Exploding black holes could solve the missing antimatter mystery
snexplores.org
Tiny, exploding black holes might hold the key to a major cosmic puzzle: how the universe as we know it came to be. In the modern cosmos, matter is far more common than antimatter. This imbalance is strange because scientists have not found a definitive reason for why one dominates the other. Matter makes up everything we can see, smell, and touch. Antimatter, however, is rarely observed in nature. It is mostly identical to matter but has flipped electric charges. Antimatter can be released during radioactive decay or in high-energy particle collisions, but it does not form solid objects like stars or planets.
Some physicists propose that matter’s takeover of the universe involved tiny black holes. A black hole is a region where matter is packed so densely that nothing can escape its gravity, not even light. The specific black holes under consideration here would have been born in the first instants after the Big Bang, the event that marked the beginning of the universe.
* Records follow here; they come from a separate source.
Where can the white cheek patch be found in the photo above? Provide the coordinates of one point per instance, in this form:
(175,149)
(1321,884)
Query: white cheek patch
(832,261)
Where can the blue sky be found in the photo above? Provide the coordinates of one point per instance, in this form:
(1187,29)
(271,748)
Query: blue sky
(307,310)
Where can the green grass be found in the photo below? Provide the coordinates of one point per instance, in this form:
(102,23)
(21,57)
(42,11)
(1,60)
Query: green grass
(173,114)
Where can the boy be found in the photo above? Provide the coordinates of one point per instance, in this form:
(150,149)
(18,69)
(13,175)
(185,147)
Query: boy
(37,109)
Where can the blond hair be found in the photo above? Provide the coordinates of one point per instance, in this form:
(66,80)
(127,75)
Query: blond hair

If these primordial black holes existed, they would have quickly evaporated and exploded. These massive explosions would have sent out powerful shock waves. These shock waves may have created the precise conditions necessary for matter to gain an advantage over antimatter.
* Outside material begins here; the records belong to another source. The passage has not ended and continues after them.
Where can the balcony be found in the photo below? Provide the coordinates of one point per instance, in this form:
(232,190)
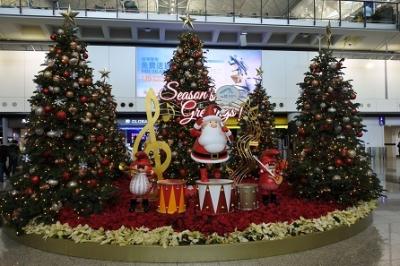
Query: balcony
(346,14)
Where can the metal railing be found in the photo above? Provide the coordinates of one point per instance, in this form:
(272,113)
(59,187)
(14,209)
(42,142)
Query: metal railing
(340,13)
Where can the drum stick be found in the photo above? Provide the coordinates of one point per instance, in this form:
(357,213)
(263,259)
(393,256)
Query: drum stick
(263,166)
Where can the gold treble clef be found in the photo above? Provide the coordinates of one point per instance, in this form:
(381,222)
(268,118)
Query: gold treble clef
(152,144)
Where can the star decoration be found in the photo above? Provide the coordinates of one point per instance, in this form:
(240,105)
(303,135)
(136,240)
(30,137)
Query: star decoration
(69,15)
(59,102)
(83,165)
(187,21)
(25,158)
(329,34)
(104,73)
(259,72)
Physicist Alexandra Klipfel shared this theory in March at the American Physical Society’s Global Physics Summit. She and her research team also described their findings in two papers posted to arXiv.org. It is important to note that studies on this preprint server have not yet been vetted by other scientists through peer review. However, the theoretical framework offers a compelling explanation for the matter-antimatter asymmetry.
Scientists generally believe the universe began with equal amounts of matter and antimatter. When matter and antimatter meet, they destroy one another, releasing energy. Without a mechanism to tip the balance in favor of matter, the universe would have been empty and devoid of structure. Tiny black holes could have shifted this balance, allowing for the formation of stars, planets, and galaxies. This scenario explains why the universe is not just a sea of energy but a place rich with solid matter.
Usually, black holes form when a massive star dies and collapses under its own weight. However, the black holes involved in this theory formed differently. They would have collapsed from fluctuations in the density of energy in the early universe. Each of these primordial black holes would have been surprisingly small, typically possessing only about as much mass as a small car. Despite their small size, their gravitational influence and subsequent energy release would have been significant.